About Ms Bettencourt

Ms Bettencourt is a Swedish built 25-foot trailerable trawler. Her hull was completed in 1971, No. 1117 of about 2500 built. The boat is named for my wife Dia, whose maiden name is Bettencourt.

This little vessel came to me as a gift in 2004. Before then she had been abandoned about 12 years on the Savannah River near Augusta, GA. I have repaired and refitted the boat extensively, and I have cruised her along the East coast of the US, from Cape Lookout, NC, to the Florida Keys. I dream of taking her to Havana some day.

This blog started in 2011 to chronicle the building of a hard top for the boat to replace leaky canvas. Since then the blog has become an Albin-25 boatkeeping and cruising journal.


Thursday, January 1, 2015

Diesel showers

A diesel engine won't run when air gets in its fuel system. I have been contending with the air problem in Ms. Bettencourt's 30-year-old Kubota 3-cylinder diesel for at least a couple of years. Every time I think I have the problem fixed, the fix has proven only temporary.

Only one thing appears to be sure about the air intrusion: It has to be happening some place between the tank and the fuel injection pump. So this time, I disassembled the whole system -- from tank to injection pump.


The first fault I found was not air related, but was a lucky discovery nevertheless. This bracket, bolted to the aft end of the engine, serves as a pivoting point for the throttle and shift cables, and as a mounting surface for the on-engine fuel filter. The filter body bolts into the two large holes in the foreground in this photo. A replaceable spin-on filter canister screws into the bottom of the filter body.

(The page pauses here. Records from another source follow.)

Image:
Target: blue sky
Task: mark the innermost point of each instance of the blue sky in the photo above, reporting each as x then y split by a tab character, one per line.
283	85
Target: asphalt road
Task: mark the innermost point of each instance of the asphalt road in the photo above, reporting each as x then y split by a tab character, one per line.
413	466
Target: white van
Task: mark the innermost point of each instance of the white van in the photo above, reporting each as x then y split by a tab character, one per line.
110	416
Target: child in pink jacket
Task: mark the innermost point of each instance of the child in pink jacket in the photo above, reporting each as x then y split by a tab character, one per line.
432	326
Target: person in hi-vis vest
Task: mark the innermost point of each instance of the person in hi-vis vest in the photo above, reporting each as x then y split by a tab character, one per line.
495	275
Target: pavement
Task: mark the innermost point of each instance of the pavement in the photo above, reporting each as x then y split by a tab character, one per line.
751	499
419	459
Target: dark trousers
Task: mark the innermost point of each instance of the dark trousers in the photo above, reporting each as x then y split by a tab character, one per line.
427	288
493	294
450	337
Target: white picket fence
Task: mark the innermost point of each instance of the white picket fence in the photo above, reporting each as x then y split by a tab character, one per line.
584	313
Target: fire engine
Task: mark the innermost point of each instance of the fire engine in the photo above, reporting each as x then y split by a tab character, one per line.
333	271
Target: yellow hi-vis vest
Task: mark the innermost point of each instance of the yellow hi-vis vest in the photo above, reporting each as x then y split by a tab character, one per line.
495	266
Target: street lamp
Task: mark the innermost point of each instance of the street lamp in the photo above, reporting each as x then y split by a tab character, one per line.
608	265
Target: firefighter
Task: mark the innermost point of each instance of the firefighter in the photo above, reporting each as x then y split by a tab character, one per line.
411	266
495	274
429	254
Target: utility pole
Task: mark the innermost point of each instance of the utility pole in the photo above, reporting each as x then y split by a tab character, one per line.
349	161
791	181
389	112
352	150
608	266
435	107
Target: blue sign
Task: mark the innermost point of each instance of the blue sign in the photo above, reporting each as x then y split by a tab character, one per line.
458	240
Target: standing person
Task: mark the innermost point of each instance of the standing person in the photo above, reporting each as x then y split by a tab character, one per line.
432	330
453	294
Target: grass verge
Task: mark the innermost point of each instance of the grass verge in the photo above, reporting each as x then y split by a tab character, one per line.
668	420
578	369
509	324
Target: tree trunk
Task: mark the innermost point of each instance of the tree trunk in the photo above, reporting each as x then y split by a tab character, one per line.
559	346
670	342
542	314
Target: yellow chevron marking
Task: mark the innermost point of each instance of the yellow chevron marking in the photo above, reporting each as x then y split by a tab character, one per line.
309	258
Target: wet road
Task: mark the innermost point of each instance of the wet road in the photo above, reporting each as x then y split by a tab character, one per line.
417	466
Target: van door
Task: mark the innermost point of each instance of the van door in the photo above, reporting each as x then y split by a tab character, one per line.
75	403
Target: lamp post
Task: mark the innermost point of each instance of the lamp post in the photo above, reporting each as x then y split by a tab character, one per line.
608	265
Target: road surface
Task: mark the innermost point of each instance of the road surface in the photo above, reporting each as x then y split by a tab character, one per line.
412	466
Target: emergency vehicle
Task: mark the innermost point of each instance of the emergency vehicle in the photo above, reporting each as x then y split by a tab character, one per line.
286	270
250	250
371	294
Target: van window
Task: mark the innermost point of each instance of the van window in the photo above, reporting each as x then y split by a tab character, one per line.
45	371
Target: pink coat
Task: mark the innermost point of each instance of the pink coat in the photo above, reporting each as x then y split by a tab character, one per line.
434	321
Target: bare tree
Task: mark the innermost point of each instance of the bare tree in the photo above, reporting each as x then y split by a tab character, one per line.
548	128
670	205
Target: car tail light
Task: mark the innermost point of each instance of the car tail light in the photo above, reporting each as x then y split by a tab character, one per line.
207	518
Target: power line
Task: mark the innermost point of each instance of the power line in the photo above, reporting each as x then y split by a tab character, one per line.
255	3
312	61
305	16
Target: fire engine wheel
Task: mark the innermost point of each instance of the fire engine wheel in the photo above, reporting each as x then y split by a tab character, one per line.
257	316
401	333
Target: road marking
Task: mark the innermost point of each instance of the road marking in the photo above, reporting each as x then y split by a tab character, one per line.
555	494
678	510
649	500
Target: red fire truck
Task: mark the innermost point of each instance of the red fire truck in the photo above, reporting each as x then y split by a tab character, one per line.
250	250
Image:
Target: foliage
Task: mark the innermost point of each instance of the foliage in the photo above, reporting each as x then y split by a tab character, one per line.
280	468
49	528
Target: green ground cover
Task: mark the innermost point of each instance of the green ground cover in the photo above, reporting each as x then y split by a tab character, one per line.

Anyway, if you click on the above photo it will enlarge and you should be able to see the pre-catastrophic crack in the rusty metal. This was a the lucky find. I will get this fixed and will clean up and paint the part before re-installing.

The next discovery was on the filter body itself (left). The mating surface between the filter body and the gasket on the spin-on filer canister was heavily corroded. I wire-brushed the mating surface corrosion, then polished the surface with steel wool. Once re-assembled with a new canister, this part of the puzzle should be air-tight.

And, while I have it all apart ...


... all the fuel lines and hose clamps will be replaced and I will do something about this strange fixture on the top end of the fuel withdrawal tube (shown here laying across the coil of fuel line hose).






Here's a closer look at this funny fitting. The pipe coming out of the solid-looking elbow has a substantially smaller inside diameter than the rest of the fuel system plumbing. It could be a fuel-flow choke point. It could be making the the suction side of the lift pump have to work harder. Perhaps this too could be a part of the air intrusion problem.

My plan is to cut this little tube off and bore, tap and thread this thing so it will accept a 5/16-inch barb fitting such as the barb shown in the assembly at the bottom of the photo above.

After that's done, I'll put the whole system back together and bleed the air out of everything.

That's when the diesel showers will happen. I have never failed to avoid liberal sprayings of bubbly diesel fuel when I bleed air from Ms. Bettencourt's fuel system.

After the bleeding, and probably before I clean my glasses and launder my shirt, I expect the old girl's power plant to start up easily.